As it turns out, it was nine years ago today that our former neighbor’s ancient oak tree hit our house, which is largely what propelled us on our minimalist journey. And as we prepare for our upcoming move to the light keeper’s house I thought it might be helpful to share some of our experiences with moving the minimalist way.
For starters, ever since we sold our home and liquidated our furnishings eight years ago, we have intentionally avoided the use of a U-Haul, instead simply fitting our belongings into our vehicle (and maybe making a handful of trips) to move. Our record minimalist move was fitting our stuff into a Volvo convertible for our move to Nantucket and unpacking all of it in a couple of hours.
When it comes to larger items, such as furnishings, multifunctionality is the key. For example, we use a couple of collapsible ottomans/coffee tables/storage chests. And we just bought a couple of foldable chairs and tables that we also can fit easily into our Rogue crossover. As our new digs are unfurnished, we are getting our new bed and sofa delivered but other than that we will be toting the rest of our stuff ourselves.
Albert Einstein, arguably one of the smartest humans ever, famously reported, “A table, a chair, a bowl of fruit and a violin; what else does a man need to be happy?” And it was none other than Henry David Thoreau who stated, “I had three chairs in my house; one for solitude, two for friendship, three for society.”
What is more, Laura Dassow Walls writes in Henry David Thoreau: A Life : “There in his house would be everything needed, and nothing more…Thoreau’s needs were ludicrously simple…For kitchenware he had a kettle, a skillet, a frying pan…three plates, two knives, two forks, one spoon, and a cup.” And it was with such basic utensils that Thoreau was able to craft a simple life and change the world with his writings.

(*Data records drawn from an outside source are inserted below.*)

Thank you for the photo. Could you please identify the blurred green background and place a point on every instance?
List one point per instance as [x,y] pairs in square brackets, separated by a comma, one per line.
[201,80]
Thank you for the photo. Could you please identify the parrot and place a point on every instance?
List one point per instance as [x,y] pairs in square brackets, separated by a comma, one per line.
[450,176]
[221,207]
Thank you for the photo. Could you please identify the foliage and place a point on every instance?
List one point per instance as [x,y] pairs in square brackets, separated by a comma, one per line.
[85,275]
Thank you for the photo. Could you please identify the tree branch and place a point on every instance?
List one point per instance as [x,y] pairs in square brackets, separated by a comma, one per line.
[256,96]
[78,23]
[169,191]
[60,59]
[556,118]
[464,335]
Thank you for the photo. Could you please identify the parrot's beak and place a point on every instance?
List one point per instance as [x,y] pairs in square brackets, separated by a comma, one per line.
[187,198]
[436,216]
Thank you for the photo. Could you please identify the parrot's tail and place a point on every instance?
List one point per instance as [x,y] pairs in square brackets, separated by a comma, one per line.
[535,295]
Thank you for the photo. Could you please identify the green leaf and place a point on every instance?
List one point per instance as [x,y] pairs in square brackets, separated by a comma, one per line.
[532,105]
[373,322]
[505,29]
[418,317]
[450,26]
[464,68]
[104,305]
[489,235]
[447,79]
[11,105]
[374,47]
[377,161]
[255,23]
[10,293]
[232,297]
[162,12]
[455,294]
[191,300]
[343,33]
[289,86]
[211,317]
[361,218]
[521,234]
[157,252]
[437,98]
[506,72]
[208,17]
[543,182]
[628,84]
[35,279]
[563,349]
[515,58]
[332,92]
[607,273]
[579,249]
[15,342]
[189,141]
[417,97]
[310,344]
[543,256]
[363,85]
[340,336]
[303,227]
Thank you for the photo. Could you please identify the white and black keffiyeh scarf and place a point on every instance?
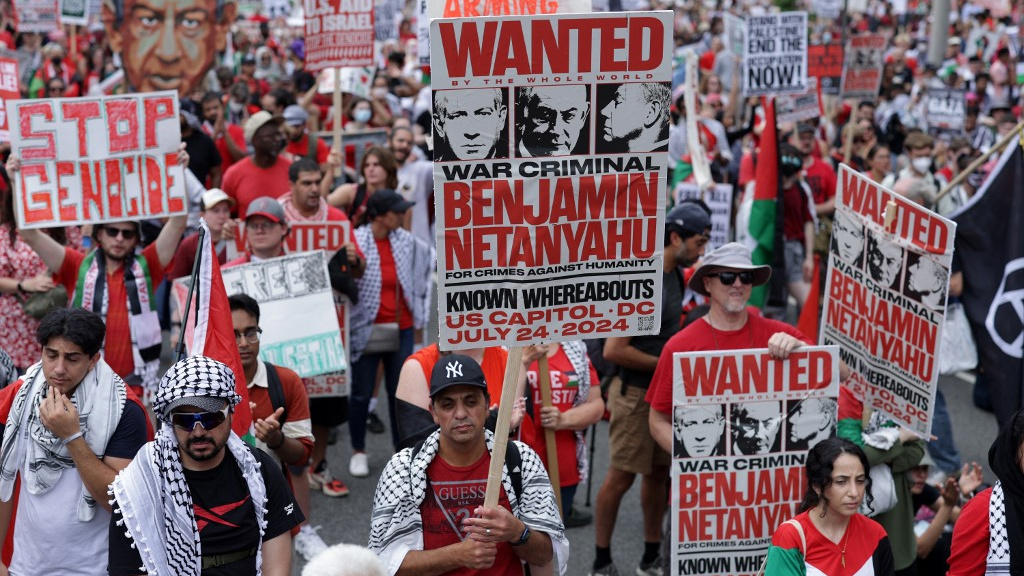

Finally, author Louise DeSalvo describes poet Elizabeth Bishop in her book On Moving: A Writer’s Meditations on New Houses, Old Haunts, and Finding Home Again: “Bishop loved to live in ‘temporary homes by the sea.’ They brought back the ease she’d sometimes felt in Nova Scotia. She liked the simplification, improvisation, and community these places could provide. ‘You live in this Robinson Crusoe atmosphere,’ she wrote, ‘…contriving and inventing…’ When visiting seaside places, Bishop wrote more.”
And writing more is what I hope to achieve at our “temporary home by the sea.” Surveys report that moving is listed by many people as one of the most stressful activities one experiences; however, by intentionally living light and moving the minimalist way much of that stress can be mitigated. Wherever you are on your journey, consider packing and traveling light yourself!